Perhaps she'll buy you a nice wooden spoon for Christmas.

That might help with the stirring.

If I heard or saw someone being bad mouthed, my response wouldn't be 'Oh, I've just GOT to go and tell X that Y said this terrible thing about them' - I might say 'X, why are you talking shit about Y' and pull them up on it.

ViviPrudolf · 15/12/2011 16:05

She told you she used the forum - she couldn't have been that bothered about keeping what she's written on there a secret Hmm

Bunbaker · 15/12/2011 16:05

Do you actually know what it feels like if someone told you that another person you liked was saying nasty things behind your back?

I wouldn't like it and neither would most people. I think you have a basic lack of understanding of what makes people tick. You have opened up a can of worms and have to accept the consequences.

KateMiddlet0n · 15/12/2011 16:05

SIL told me about a forum she visit frequently (not here) and I decided to look it up. found her online as her daughter was her avatar pic and started reading some of her threads.

STALKER-ALERT!!!!

BigHairyGruffalo · 15/12/2011 16:06

If what she was saying was true, I would not have said anything as she was clearly just having a rant. However, if it was not true, well then I think that it is quite different. If she is so identifiable, then obviously her family will be too. If somebody I felt close to was talking about me like that on the internet then I would want to know!

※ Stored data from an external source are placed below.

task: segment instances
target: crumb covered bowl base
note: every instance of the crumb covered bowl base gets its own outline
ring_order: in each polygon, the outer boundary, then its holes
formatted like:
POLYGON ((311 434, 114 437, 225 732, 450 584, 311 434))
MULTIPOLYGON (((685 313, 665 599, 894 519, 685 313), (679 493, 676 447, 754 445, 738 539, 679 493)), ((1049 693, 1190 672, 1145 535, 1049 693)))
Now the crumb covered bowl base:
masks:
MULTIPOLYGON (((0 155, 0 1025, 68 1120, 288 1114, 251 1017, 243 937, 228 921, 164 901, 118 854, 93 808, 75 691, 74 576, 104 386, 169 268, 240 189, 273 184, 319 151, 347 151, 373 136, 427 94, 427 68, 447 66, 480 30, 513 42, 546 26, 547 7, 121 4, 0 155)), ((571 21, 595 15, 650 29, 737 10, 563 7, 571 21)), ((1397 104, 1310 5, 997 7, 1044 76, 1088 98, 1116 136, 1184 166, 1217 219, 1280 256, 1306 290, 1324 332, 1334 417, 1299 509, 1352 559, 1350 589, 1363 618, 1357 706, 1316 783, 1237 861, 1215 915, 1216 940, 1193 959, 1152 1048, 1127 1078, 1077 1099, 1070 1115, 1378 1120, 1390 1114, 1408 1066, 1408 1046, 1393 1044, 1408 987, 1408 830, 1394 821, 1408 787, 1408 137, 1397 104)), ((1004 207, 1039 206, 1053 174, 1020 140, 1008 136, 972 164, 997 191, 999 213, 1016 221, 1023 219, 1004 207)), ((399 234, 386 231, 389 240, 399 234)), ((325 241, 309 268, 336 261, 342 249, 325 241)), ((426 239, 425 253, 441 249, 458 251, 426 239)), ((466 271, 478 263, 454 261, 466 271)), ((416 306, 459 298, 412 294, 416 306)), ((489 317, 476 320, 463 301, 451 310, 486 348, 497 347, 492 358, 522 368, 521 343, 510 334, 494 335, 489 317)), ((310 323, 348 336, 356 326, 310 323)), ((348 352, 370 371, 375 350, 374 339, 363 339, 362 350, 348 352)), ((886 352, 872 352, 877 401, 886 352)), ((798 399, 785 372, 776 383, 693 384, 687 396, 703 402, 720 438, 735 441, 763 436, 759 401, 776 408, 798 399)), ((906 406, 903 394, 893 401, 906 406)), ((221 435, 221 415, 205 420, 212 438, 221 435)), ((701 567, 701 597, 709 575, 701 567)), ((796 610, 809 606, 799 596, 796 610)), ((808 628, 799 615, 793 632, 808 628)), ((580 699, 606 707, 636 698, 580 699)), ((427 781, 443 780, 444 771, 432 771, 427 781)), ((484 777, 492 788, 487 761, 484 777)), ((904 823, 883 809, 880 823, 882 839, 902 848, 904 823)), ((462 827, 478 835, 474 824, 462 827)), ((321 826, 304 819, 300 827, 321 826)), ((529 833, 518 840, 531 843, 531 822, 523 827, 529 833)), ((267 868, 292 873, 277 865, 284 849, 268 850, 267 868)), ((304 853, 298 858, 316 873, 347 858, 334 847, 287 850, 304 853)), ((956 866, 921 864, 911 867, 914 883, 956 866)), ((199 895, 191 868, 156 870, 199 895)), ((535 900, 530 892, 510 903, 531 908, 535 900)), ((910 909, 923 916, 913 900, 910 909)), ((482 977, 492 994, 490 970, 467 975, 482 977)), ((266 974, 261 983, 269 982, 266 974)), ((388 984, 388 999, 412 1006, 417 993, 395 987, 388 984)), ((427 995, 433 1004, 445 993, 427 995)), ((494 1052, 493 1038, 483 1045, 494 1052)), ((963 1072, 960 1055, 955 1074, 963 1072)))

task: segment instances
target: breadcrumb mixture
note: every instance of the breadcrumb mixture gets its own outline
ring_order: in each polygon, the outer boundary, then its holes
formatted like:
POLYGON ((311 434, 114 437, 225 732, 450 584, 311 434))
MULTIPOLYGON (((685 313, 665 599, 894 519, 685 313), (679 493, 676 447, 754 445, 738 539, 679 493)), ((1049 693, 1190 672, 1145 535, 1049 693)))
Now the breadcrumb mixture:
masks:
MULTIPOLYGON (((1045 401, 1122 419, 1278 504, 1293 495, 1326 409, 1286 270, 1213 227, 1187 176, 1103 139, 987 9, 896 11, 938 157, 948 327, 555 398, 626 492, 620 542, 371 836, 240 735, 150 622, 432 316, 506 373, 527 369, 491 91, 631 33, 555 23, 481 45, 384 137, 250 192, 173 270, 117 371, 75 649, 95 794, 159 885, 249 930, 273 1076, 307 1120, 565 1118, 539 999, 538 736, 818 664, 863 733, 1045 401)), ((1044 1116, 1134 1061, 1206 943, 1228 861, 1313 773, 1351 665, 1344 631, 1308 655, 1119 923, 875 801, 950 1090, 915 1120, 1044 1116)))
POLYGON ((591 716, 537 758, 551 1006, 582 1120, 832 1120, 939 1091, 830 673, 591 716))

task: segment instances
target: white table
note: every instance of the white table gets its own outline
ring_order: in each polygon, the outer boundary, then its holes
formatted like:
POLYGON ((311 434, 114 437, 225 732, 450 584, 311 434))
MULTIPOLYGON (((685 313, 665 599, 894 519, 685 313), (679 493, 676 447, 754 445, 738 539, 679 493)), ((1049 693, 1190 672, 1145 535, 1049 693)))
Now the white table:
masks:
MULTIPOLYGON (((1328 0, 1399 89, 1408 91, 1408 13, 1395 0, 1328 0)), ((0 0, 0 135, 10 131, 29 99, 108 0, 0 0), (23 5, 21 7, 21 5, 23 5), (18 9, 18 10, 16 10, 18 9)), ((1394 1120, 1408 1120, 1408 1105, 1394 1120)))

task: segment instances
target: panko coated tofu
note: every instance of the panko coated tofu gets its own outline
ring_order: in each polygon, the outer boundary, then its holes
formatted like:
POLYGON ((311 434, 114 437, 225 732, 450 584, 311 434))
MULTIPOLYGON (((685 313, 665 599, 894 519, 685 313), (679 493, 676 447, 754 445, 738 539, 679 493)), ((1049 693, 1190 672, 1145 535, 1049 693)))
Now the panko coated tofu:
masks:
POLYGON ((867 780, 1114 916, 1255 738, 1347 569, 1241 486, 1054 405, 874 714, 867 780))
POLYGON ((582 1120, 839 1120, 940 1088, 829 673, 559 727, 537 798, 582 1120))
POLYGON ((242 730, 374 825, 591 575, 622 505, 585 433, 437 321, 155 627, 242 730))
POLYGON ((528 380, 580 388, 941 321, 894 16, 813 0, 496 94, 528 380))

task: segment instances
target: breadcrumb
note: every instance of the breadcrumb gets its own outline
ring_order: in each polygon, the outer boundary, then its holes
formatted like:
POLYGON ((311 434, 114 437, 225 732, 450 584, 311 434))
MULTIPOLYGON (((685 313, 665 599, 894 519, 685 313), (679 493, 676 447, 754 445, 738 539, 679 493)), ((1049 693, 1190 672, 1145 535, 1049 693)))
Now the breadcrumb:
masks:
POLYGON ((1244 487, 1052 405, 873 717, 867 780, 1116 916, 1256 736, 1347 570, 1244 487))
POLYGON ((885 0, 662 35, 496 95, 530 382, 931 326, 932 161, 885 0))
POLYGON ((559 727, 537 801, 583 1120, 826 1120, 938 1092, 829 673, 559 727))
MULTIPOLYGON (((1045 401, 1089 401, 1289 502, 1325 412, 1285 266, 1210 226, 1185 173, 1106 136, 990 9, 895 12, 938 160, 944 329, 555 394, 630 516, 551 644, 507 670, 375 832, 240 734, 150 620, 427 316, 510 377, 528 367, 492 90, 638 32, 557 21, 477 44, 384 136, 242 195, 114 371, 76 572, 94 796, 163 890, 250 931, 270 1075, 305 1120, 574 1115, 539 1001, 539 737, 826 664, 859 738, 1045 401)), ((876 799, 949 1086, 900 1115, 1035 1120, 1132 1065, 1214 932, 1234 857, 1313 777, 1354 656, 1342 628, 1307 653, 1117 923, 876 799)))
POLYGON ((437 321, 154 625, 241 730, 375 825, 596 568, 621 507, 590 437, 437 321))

lesley33 · 15/12/2011 16:07

Sorry but I think yabu. People come on forums often to vent and say things that they wouldn't in a million years say in real life. It helps with that aargh moment and sometimes that moment comes about because a small incident can be the straw that broke the camels back. So people might post an ott post about an annoying relative, but the real issue is that their life is very stressed and this minor point was just enough to set them into internal rant mode.

I know I have posted thoughts and rants on here that I wouldn't say to anybody in real life. And sometimes I will post things in the heat of the moment and realise later that what I said was unreasonable.

And my view is that gossip should never be shared. What were you hoping to achieve by telling other relatives what she posted about them? It really comes across that you were basically stirring. you have basically caused a whole lot of bad feeling in rl that was totally unnecessary. And rightly, your SIL will never trust you again.

scuzy · 15/12/2011 16:07

she told me about it - i told her about the forum i used. it was a general conversation and i decided to see if it was any good. i wasnt stalking her.

anyways i see that no one sees my point. i'm glad people know her for who she really is.

OP posts:
Pandemoniaa · 15/12/2011 16:07

But as Flisspaps said, people do use the (alleged) anonymity of internet forums to vent about things. Quite often this is therapeutic given that they would never express their emotions in quite such a cathartic manner face to face. Your SIL was unwise to make herself quite so identifiable but her foolishness does not excuse your behaviour.

Quite honestly, you sound like a trouble-making little snitch and I cannot believe you didn't realise the effect your tale-telling would have on the rest of the family. Certainly, if your intentions were honourable you would have discussed this with your SIL first.